When Terminology Attacks

I was reading a mailing list today, as I often do. Some random guy, nobody I know, he posted a request for help. He said, more or less: "Hey, blacklist XYZ has listed my double opt-in server. What should I do?"

Approximately 13 seconds after posting, he was verbally attacked in response. He was accused of being a spammer, and ridiculed, for daring to use such a term as "double opt-in."

That's what actually happened. What could have happened instead is that they could have congratulated him, or at least made mention of how good it was, that he is actually utilizing confirmed opt-in.

Instead, a discussion forum made up of supposed thought leaders, people who actively work to stop spam, accused the guy of being a spammer. They didn't accuse him of being a spammer because he sends spam -- but instead, they called him a spammer because he used a term that they do not like.

What's wrong with this picture?



  2. Happy birthday!

    I share your frustration, but the thing is, "double opt-in" has become a shibboleth.

  3. Problem is, even the smartest deliverability consultants have been using the term for years.
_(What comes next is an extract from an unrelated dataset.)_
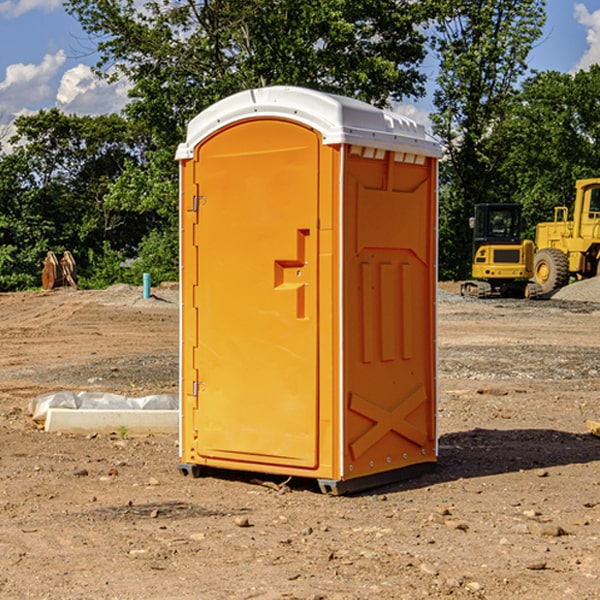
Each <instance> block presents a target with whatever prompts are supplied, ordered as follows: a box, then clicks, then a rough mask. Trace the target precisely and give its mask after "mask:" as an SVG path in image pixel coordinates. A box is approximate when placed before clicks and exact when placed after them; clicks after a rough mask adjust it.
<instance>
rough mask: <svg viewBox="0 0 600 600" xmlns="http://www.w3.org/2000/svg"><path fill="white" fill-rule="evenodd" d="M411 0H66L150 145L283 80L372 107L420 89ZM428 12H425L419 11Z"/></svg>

It's locked in, like "ham" for non-spam mail -- and the people who use it have probably never even thought about what a grave misunderstanding "double" actually implies.

  4. J.D., I suppose, but the way you frame it makes it sound like the deliverability consultants (whom I know you dislike as a breed) are the problem, when they're not. The problem is morons treating the term as a shibboleth, to the point of not caring about actual spam and instead caring more about terminology of supposed (actual "not") spammers.

  5. JD may well dislike Deliverability Consultants as a breed, but as proof that there is a god and it has a twisted sense of humour, Mr. Falk is made to sit amidst a large flock of them, daily (well, Monday-to-Friday). No word as yet if they follow him into the men's room to dicuss 'issues'.